Issue: Environment - Clean Water and Public Spaces
Date: May 7, 2004
Author:
Ian K. Scharine

********************

During the past year, federal and state institutions have come under fire for reducing or eliminating laws and bills to protect the environment from corporate and industrial pollution. In Utah, local issues offer unique challenges for our communities. As the Salt Lake Valley’s population continues to grow, recreational space and watershed protection becomes increasingly important to present and future citizens. Clean drinking water has moved to the forefront of concerns for metropolitan communities, and the usage and availability of this resource has to be monitored carefully. Along the Wasatch Front many communities have adopted strict policies for summertime water limits for lawns and activities that are not vital uses of water. However, seeing to it that these restrictions are adhered to by everyone is not always that easy or simple. Where watershed is to be protected and preserved, there is little argument against the sense of these regulations. Everyone should be held accountable for protecting water sources from contamination. All of us are part of the ecosystem and how we decide to use our environment affects everyone else.
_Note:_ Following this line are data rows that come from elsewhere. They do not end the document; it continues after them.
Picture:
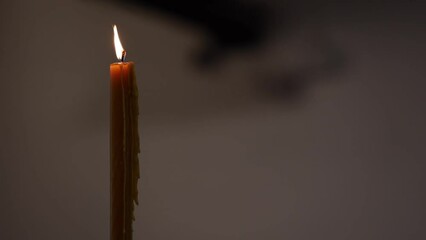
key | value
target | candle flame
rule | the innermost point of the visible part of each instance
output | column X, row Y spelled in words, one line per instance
column 119, row 50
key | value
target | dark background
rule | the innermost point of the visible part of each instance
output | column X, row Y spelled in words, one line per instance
column 259, row 119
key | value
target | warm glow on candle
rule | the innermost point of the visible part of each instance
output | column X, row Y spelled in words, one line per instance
column 119, row 51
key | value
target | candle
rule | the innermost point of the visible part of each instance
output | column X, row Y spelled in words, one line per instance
column 124, row 145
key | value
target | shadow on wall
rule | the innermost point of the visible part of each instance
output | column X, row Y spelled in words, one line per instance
column 285, row 51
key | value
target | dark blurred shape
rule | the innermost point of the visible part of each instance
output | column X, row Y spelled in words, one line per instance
column 231, row 24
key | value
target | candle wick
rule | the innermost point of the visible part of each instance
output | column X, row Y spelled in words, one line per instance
column 123, row 55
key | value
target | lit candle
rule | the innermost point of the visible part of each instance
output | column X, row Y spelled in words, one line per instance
column 124, row 144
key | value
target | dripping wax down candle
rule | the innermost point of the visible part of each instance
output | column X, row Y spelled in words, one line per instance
column 124, row 145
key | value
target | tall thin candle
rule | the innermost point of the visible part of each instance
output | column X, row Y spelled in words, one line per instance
column 124, row 145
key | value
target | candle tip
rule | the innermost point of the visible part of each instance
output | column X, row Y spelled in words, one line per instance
column 119, row 50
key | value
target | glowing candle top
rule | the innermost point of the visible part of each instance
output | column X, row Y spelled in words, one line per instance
column 119, row 50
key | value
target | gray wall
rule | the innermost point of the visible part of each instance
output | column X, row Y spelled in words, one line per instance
column 222, row 156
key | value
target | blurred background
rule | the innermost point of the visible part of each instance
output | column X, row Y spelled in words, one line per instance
column 260, row 119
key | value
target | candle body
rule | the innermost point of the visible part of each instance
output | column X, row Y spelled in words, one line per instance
column 124, row 149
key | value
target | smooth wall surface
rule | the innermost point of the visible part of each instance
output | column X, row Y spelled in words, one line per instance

Utah is a state with countless natural wonders as it supports the largest number of national parks of any state. Recent agreements to bring and store nuclear waste here concern me greatly. I have never lived in Utah when this type of waste was allowed and I do not intend to let such an agreement to be made without fighting against it tooth and nail. We already house the world’s largest concentration of deadly biological weaponry, allowing the addition of nuclear waste storage gives the impression that we are not only the west’s, but also the world’s dumping ground.